News / Ottawa

New Ottawa Hospital site has groundwater contamination issue: documents

Documents show compromise location may come with challenge for clean-up.

The Sir John Carling Building was demolished in 2014, but it appears it may have left behind a contamination issue.

The Canadian Press

The Sir John Carling Building was demolished in 2014, but it appears it may have left behind a contamination issue.

The compromise site for the new Ottawa Hospital may have problems of its own, with possible environmental contamination that could require an extensive fix.

The government is in the process of transferring the site of the former Sir John Carling Building, on the edge of the experimental farm, for the new Ottawa Hospital.

The previous Conservative government had offered the hospital a different site on the farm, right across from the existing civic campus, but when the Liberal government came to power it had the National Capital Commission review other options.

Last month, the NCC recommended a site at Tunney’s Pasture, but the Ottawa Hospital rejected that site and after some negotiations all sides came to agreement on the Sir John Carling Site.

Metro obtained an access to information request on the documentation sent from Agriculture and Agri-Food Canada to the National Capital Commission for the site selection process.

In 2014, the 11-storey Sir John Carling building was demolished through an implosion and the two basement levels were filled in with the rubble.

“The site subgrade foundation cavity was backfilled with pulversized cement from the tower and annex buildings and following that there was a detection of phenol slurry identified in the ground water drainage system,” reads an email from the department to the NCC about the Sir John Carling Site.

The phenol chemical is believed to be a result of the explosives used in the implosion.

Public Works and Procurement, the government department who now manage the site, are monitoring the ground water. It is also subject to an order from Environment Canada to ensure the ground water doesn’t leave the site.

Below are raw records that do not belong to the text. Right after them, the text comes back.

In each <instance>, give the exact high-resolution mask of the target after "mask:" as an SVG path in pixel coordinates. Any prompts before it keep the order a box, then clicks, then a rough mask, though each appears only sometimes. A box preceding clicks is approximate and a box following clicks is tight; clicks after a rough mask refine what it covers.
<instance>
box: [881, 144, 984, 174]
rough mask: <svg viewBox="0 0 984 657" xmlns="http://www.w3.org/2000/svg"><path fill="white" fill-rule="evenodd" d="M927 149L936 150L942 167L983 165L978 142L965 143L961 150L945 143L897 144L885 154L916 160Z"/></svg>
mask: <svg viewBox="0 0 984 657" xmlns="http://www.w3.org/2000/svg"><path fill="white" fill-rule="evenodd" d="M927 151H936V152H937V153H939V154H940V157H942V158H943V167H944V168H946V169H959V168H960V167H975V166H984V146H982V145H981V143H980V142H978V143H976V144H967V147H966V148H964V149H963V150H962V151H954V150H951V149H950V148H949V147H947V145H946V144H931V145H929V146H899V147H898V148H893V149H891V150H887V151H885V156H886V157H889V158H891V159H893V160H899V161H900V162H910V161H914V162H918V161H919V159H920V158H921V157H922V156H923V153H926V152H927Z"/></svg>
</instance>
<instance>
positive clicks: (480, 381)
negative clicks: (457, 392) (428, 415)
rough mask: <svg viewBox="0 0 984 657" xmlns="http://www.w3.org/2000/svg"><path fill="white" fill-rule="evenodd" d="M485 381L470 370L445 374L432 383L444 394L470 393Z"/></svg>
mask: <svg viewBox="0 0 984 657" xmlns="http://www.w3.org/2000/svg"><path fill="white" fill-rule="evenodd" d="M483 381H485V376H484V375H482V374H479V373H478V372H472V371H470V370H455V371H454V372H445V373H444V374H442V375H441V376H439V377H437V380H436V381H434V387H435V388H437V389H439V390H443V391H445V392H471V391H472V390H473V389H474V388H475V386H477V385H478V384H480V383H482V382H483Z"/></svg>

The email, written in July, says a removal of all of the pulverized cement that was put into the site and covered with topsoil may be necessary.  

“There still remains the possibility that the backfill material utilized to fill in the cavity left after the [Sir John Carling Building] tower deconstruction will need to be excavated and the site re-backfilled with clean material.”

Metro attempted to get an update on the situation from Public Works, but, over two days of requests, the department was not able to answer whether the contamination remained a problem or if there was a plan to deal with it.

Conservative MP Pierre Poilievre said this proves the decision to abandon the original proposed site is a mistake.

“It confirms that there are increased risks with this site, with the Sir John Carling site that are not present at the originally selected location,” he said.

He said the provincial government should be transparent in showing the costs of building a hospital on this site to see what the new location ultimately ends up costing.

"That money will have to come out of patient care or some other envelope, because there is no free money."